Colorado State University author to speak at prestigious Scottish book festival

Note to Reporters: A photo of Donna Cooner is available with this news release online at www.news.colostate.edu.

A Colorado State University education professor and author of teen fiction will speak at the prestigious Edinburgh International Book Festival in August.

Donna Cooner, director of CSU’s School of Teacher Education and Principal Preparation, is author of Skinny, a 2012 novel about an overweight teen girl’s self-image and her inner critical voice. The book, Cooner’s debut novel, was a Colorado Book Award finalist and made the American Library Association’s Best Young Adult Fiction List.

At the Scotland event, which is considered one of the world’s preeminent book festivals, she and two other authors will speak on an Aug. 16 Children’s Programme panel aimed at kids aged 12 to 15.

The discussion will focus on the pressure teens are under to look and behave a certain way, achieve big things, deal with family issues and navigate the politics of friendship and enemies.

Cooner will also be speaking on the Aug. 17 panel “You Are Not Alone: First Steps to Coping with Teenage Stress.” She will join two other authors, including an expert on the teenage brain, to discuss how stress can turn into psychosis, and why talking to someone is a vital first step in coping.

The presentations are funded by the Wellcome Trust as part of a project linked to three years of interdisciplinary research taking place at Durham University in northern England. The Durham project is called Hearing the Voice, and it aims to help better understand the phenomenon of hearing a voice no one else hears. The research team includes academics from cognitive neuroscience, English literature, philosophy, theology, psychology and psychiatry.

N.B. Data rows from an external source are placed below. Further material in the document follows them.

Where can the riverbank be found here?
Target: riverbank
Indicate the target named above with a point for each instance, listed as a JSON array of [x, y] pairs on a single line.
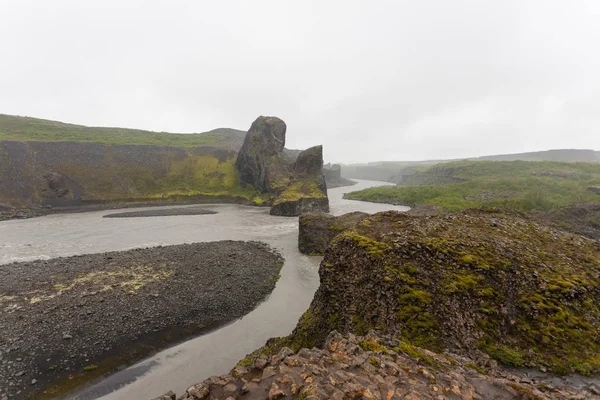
[[26, 213], [162, 212], [67, 321], [375, 367]]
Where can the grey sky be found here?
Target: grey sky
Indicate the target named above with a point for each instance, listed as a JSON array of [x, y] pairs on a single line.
[[370, 80]]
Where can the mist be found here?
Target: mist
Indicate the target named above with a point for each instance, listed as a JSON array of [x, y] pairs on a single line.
[[384, 80]]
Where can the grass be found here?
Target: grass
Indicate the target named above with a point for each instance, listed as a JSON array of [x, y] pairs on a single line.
[[520, 185], [34, 129], [528, 293]]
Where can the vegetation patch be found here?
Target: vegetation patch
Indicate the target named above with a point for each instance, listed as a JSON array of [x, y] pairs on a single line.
[[519, 185], [498, 281]]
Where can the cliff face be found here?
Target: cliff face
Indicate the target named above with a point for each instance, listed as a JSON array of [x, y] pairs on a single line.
[[295, 187], [373, 367], [475, 282], [261, 161], [67, 174], [317, 230], [52, 164]]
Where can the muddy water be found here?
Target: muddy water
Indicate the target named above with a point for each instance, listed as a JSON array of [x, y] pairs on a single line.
[[212, 354]]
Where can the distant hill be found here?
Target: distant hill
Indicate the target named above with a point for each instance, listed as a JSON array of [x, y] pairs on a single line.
[[398, 171], [561, 155], [34, 129], [55, 164]]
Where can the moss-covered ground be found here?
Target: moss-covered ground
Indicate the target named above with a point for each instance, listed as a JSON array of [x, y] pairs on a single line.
[[34, 129], [524, 293]]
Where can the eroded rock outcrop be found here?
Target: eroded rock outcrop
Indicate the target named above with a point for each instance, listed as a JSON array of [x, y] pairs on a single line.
[[372, 367], [296, 187], [306, 190], [475, 282], [261, 161], [316, 230]]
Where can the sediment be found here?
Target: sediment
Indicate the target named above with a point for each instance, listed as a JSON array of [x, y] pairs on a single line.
[[66, 321]]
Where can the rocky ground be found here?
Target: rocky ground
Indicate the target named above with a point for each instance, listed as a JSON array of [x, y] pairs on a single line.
[[66, 321], [162, 212], [374, 367], [20, 214]]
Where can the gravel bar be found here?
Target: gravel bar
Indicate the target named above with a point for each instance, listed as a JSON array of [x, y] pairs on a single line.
[[67, 321]]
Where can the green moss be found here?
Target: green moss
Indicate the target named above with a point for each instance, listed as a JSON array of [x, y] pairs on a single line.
[[374, 362], [361, 328], [526, 394], [476, 368], [34, 129], [372, 345], [373, 248], [415, 353]]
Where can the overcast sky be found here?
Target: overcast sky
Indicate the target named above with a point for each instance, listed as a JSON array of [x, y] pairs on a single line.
[[370, 80]]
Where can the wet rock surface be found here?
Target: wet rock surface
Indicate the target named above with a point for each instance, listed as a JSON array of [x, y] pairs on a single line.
[[475, 282], [316, 230], [295, 186], [306, 190], [67, 320], [261, 158], [373, 367], [162, 212]]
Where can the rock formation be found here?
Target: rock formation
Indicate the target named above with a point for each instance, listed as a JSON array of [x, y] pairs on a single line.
[[475, 282], [435, 307], [296, 187], [333, 176], [316, 230], [261, 161], [372, 367]]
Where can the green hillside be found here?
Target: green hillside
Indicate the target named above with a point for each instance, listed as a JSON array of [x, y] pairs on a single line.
[[521, 185], [34, 129]]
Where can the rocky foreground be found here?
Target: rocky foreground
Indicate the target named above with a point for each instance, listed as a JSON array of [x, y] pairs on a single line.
[[373, 367], [478, 304], [66, 321]]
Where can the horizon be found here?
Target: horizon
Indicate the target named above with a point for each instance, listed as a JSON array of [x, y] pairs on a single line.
[[403, 81], [325, 160]]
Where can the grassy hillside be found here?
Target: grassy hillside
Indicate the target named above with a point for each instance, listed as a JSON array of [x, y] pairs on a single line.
[[522, 185], [33, 129], [397, 171]]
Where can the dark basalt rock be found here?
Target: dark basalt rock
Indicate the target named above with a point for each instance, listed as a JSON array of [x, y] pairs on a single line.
[[307, 190], [318, 229], [294, 208], [262, 153]]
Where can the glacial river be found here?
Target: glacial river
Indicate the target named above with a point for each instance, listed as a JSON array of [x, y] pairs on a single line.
[[215, 353]]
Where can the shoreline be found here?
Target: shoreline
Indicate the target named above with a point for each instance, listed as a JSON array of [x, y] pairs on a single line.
[[64, 323], [26, 213]]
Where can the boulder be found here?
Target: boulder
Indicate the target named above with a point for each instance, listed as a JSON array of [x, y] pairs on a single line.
[[296, 187], [318, 229], [261, 159], [476, 281], [306, 190]]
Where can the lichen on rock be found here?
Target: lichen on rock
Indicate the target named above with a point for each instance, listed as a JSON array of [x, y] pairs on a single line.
[[296, 187], [477, 282], [317, 230]]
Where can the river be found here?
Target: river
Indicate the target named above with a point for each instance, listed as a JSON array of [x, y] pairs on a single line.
[[180, 366]]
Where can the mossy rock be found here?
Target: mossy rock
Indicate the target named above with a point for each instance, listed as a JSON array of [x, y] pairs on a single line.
[[317, 230], [477, 280]]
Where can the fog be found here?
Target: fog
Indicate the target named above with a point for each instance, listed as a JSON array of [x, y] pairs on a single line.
[[378, 80]]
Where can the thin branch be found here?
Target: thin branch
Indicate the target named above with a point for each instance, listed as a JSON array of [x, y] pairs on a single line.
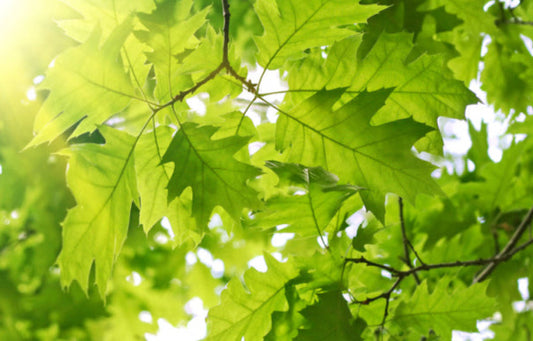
[[405, 241], [363, 260], [507, 251], [227, 15]]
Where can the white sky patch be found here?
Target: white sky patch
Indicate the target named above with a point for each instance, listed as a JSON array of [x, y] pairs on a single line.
[[145, 316], [195, 330], [196, 105], [161, 238], [205, 257], [523, 287], [31, 94], [280, 239], [215, 221], [217, 268], [165, 223], [258, 263], [529, 44], [135, 278], [254, 147], [190, 258], [322, 240], [354, 222], [38, 79], [271, 82]]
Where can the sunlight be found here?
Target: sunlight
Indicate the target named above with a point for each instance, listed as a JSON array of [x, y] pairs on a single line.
[[6, 20]]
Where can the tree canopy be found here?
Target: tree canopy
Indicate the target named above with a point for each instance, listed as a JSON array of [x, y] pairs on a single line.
[[143, 165]]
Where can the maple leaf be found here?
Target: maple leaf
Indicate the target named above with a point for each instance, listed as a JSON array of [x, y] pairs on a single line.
[[444, 309], [102, 179], [343, 141], [152, 180], [291, 26], [242, 314], [422, 89], [330, 319], [308, 213], [171, 29], [208, 166], [88, 84], [504, 186]]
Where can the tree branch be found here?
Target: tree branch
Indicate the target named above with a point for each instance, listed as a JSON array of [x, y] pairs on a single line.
[[227, 15], [405, 241], [224, 65], [507, 251]]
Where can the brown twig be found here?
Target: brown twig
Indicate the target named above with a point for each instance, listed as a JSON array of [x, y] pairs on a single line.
[[508, 250], [405, 241], [224, 65]]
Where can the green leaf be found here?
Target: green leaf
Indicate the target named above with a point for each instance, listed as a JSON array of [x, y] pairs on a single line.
[[102, 179], [444, 309], [208, 166], [423, 88], [171, 28], [330, 319], [377, 158], [291, 26], [310, 213], [87, 84], [152, 179], [365, 235], [505, 186], [247, 314]]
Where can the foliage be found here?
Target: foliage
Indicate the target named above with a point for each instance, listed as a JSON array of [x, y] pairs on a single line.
[[380, 244]]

In addition to the two panels, Cooner will be reading the work of an exiled Somali writer as part of the Amnesty International Imprisoned Writers Series.
Cooner, whose new book about a teen vlogger called Can’t Look Away is to be released in late August, will also be giving presentations on creative writing at various Scottish schools during her Aug. 15-22 trip.

Cooner’s current research at Colorado State University centers on school/university partnerships central to the preparation of new teachers. She said her contemporary teen fiction is often informed by her work in surrounding school districts and the needs of new teachers. In return, she hopes the schools she works with also benefit from her stories.

“Writing for teens complements my job in training teachers to deal with high-stress issues in the classroom,” she said. “Sometimes the worst bully children face is the one who lives between their own two ears.”

The trip to Scotland has some additional personal meaning for her. Cooner’s maternal grandmother emigrated from Scotland to the United States when she was 12 years old, but Cooner has never been there.

“This is like a homecoming for me,” she said.

The School of Teacher Education and Principal Preparation is in the College of Health and Human Sciences at CSU.